A few months ago it seemed to really start filling up quick. The thing was I would do my little trick of sorting by size and I started finding these messages from one particular professor that I was working with that had no attachment – often they were just a sentence or two of text. I checked to see if perhaps there was an image in the signature line that was taking up a bunch of room but I didn’t see anything like that. I thought it was a fluke, archived the messages, and moved on.

The thing was it kept happening and it was getting worse. The first few times I found these messages they were maybe 500kb but then after a week I was finding that they were 1mb – then 2mb – and always from the same professor. What was going on?

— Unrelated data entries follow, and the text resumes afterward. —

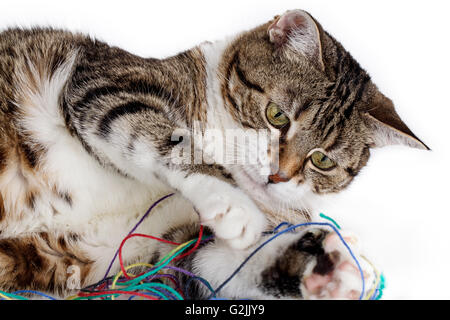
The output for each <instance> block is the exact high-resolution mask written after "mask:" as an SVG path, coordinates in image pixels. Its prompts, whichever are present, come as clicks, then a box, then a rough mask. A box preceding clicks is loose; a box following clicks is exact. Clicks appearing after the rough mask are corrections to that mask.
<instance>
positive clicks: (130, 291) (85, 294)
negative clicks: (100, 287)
mask: <svg viewBox="0 0 450 320" xmlns="http://www.w3.org/2000/svg"><path fill="white" fill-rule="evenodd" d="M105 294H130V295H133V296H140V297H144V298H146V299H150V300H160V299H158V298H155V297H152V296H149V295H146V294H145V293H140V292H135V291H119V290H107V291H100V292H92V293H83V292H79V293H78V296H79V297H96V296H101V295H105Z"/></svg>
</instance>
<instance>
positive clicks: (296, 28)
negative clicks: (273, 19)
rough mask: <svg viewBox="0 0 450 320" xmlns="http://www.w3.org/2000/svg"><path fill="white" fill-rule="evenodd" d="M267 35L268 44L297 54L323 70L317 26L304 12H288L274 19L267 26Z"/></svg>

I’d had enough and I knew there was something that I couldn’t see in the background of those emails. I asked our Instructional Designer Jim Kerr what he thought and we started a back and forth of trying to deduct what was going on. Was it only in replies? Was it every email that professor sent me? It did not seem to be happening when the professor sent from his phone… Well eventually we pulled up the source code for the emails and the cause became abundantly clear – there was about 11,000 lines of junk code in each of those emails. I don’t read or write code but one word was sticking out all over the place; Grammarly.

Grammarly is a piece of “free” software that is supposed to help you write better. In real time it corrects spelling and grammar errors in all of your text. You can install it as browser plug-in so that you don’t even have to go to a website – wherever you write text on the web it is there.

Grammarly says it is the “free grammar checker” but I believe this is free as in beer not free as in speech. I’m new to the open/free movement and new to Grammarly so let me know if I got this wrong. I don’t see anywhere that I can get to their code to tweak it or to see what exactly it is doing or why it is ending up in the background of very simple emails and bloating them up. Any talk of community on their site applies to those looking to talk about grammar issues not to talk about the software, how it functions, or how users can change it directly. Grammarly is free but there is a paid tier and the volume licensing also has a cost associated to it. So, I suppose it is like free cheap beer – if you want the stuff that tastes good you have to pay.

I printed the code that was behind the email just so that I could demonstrate how much was actually going on behind the scenes. Mind you this is double sided.

Printed code behind an email message that was one sentence long. This is double sided.

After going through all of this the professor immediately removed Grammarly from his computer – he said his email box was filling every day and no one could figure out why. But it also got Jim and I thinking about how Grammarly works. It is not entirely on your computer – much of the computing process is in the cloud – it needs the internet to function. So, it seems that it is basically a keylogger. Though it is not covert (I mean you install the thing) it is recording every keystroke and sending it to their servers to check for grammar and spelling issues. It does seem that they are encrypting and such but now we are wondering if there are implications for FERPA in an educational setting. And besides having some program record and send my every keystroke is a little creepy to me. Especially, If I don’t know what is going on in the background.

To be honest, I’m not a coder and even if Grammarly did make their source code available I couldn’t make much of it. I think that there might even be security issues if it were that open. Honestly, a big reason why I’m writing this as a part of my introduction for #OpenLearning17 is because I’m trying to better understand the implications from others that might know better than me. I’m wondering if our concerns about FERPA are warranted and if anyone has any clue how the junk code got into the emails. Any feedback would be great but if not, if this is too far outside the interest of #OpenLearning17, that is okay too. Hoping that this post can still act as a way of saying hi and giving folks some idea of the type of things that I’m thinking about.

Looking forward to working with everyone in #OpenLearning17 and can’t wait to see where this takes us.